Hackathon Culture

January 28, 2016

Hackathons are churning up less new but more same

I think students that all go to a hackathon share a very similar background, or at least something is similar enough in their interests that brings all of these kids to a 36-hour high tech sleepover. Hackathons are about creating new things that challenges the way we solve the problems that we haven’t even thought were problems. Yet increasingly I’ve seen at various hackathons is that there is always something similar, another Uber, another Facebook, another Airbnb anything application. Where has the originality gone? I think the root of this homogenous pot of hackathon ideas is that all the students that go to these hackathons share a similar focus on tech; narrowing their vision of the world. In order to keep our creative minds fresh, you have to feed it with the problems that you haven’t yet experienced but others have.
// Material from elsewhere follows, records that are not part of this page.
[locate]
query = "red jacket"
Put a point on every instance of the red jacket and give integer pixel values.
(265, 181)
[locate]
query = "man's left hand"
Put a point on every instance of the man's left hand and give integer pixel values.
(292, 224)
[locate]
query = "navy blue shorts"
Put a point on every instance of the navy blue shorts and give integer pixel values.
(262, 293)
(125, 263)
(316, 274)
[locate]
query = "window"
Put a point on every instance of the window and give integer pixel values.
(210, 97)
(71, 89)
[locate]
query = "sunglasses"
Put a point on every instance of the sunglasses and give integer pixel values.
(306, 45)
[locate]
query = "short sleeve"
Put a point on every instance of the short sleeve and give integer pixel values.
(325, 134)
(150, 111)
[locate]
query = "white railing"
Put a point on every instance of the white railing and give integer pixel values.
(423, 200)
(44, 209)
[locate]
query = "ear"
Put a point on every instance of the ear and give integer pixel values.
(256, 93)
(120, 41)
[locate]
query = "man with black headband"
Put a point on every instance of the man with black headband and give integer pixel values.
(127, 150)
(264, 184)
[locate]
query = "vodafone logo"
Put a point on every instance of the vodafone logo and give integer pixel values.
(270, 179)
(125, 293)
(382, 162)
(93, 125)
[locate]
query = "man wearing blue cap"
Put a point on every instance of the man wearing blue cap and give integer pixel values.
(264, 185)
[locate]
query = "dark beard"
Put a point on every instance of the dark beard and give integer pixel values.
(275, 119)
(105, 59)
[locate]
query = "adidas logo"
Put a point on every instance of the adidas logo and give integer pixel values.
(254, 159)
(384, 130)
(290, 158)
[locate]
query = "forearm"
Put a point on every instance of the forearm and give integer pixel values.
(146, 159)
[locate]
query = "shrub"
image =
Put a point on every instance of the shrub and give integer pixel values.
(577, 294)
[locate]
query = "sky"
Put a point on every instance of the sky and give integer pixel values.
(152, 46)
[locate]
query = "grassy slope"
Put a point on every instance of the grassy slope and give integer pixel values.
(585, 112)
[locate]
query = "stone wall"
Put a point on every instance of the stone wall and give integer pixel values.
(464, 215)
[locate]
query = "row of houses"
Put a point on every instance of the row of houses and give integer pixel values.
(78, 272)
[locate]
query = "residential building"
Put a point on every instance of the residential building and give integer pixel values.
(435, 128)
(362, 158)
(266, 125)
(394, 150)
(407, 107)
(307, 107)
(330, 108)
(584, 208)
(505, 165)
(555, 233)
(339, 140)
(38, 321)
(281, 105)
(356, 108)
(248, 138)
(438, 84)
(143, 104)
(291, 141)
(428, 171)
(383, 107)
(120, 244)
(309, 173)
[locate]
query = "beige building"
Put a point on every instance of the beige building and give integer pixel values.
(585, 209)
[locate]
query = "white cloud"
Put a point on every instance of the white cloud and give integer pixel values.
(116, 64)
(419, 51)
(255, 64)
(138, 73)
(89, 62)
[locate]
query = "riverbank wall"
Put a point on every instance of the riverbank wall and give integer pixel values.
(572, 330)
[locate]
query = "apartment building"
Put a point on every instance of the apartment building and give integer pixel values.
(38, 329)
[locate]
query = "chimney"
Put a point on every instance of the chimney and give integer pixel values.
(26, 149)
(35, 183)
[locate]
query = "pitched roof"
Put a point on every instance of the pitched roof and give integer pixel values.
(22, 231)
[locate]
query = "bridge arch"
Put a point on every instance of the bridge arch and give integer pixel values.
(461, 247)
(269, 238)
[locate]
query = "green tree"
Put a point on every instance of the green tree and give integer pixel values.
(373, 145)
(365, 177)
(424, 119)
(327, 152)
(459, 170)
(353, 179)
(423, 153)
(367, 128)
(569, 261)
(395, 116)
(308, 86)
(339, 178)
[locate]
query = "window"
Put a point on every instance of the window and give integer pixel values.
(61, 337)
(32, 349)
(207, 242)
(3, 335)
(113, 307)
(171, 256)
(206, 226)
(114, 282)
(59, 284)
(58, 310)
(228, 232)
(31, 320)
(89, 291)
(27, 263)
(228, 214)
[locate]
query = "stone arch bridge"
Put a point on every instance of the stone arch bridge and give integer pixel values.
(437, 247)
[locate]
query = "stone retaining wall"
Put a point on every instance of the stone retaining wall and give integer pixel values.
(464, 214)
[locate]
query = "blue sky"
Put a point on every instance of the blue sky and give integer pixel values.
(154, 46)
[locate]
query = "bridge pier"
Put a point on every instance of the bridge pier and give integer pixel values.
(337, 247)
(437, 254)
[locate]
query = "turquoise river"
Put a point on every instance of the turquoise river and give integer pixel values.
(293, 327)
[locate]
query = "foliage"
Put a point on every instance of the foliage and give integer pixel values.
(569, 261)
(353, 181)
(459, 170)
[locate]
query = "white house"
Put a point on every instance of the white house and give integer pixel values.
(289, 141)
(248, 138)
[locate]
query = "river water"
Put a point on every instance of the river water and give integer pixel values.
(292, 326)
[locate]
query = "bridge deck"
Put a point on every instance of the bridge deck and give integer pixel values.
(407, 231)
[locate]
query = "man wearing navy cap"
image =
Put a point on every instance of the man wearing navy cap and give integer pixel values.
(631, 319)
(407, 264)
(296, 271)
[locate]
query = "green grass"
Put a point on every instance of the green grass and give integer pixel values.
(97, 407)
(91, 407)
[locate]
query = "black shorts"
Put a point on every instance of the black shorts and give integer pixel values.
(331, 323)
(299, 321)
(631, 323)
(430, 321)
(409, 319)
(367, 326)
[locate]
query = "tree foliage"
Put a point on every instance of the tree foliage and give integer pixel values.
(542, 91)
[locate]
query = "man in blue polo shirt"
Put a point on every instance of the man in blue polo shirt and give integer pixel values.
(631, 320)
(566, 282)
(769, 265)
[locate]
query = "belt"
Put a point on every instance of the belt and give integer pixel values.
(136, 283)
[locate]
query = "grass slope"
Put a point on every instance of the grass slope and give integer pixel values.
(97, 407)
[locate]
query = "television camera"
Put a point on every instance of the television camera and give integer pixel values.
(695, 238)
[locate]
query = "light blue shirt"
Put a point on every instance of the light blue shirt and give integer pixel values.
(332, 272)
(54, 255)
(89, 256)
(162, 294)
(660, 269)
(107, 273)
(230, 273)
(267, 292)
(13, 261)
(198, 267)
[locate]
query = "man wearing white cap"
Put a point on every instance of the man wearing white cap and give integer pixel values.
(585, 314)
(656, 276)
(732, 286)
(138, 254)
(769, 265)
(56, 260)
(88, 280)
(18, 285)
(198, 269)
I believe that CS students should be reading the news and a more diverse set of topics than anyone else as they are the ones who have the tools that can be applied to anything. The exposure of the world is crucial for young developers to know what solutions he can tackle and solve. At this year’s Delta Hacks II hosted at McMaster University in Hamilton Ontario, I gave a workshop to students new to hackathons and students who do not know what they should build. Since Delta Hacks is a hack for change (heh, get it change?) I encouraged all these young students to always look into their community and see if there is something that is an issue that needs solving or is there an common annoyance that can be relieved. Some of the topics I gave them which were the headlines of the news currently (January of 2016) where these:

  • Canada accepts 300 Syrian Refugees, more are heading to Toronto
  • California drought crisis worsens
  • Syrian refugees still traversing the waters to reach Greece
  • Sky rocketing food prices for 2016

These headlines provided a good base of problems that could be solved using technology. As long as there is a what, the developers can find a way. Looking at the topics I helped brainstormed the ideas with the students regarding what is the real problem we are trying to solve, what feasible technology that we currently possess, and what are some of the student’s experience with technology; together we came up with the following solutions to the problems listed above:

  • An mobile application that allows Syrians be able to find services such as hospitals, libraries and so forth
  • Water simulations to diverge or recipe water resources on demand
  • A beacon that floats on the water which will transmit a GSM signal that the refugees on the boats in the night can see
  • A automated self-contained green house that is monitored and controlled by an Arduino / Raspberry PI combo To be honest after seeing so many unoriginal copy-cat submissions at hackathons it makes me unhappy to see a hackathon that yields nothing but students placing facades over top demo applications and not attempting to solve new problems, but trying to rebuild a wheel with a new color.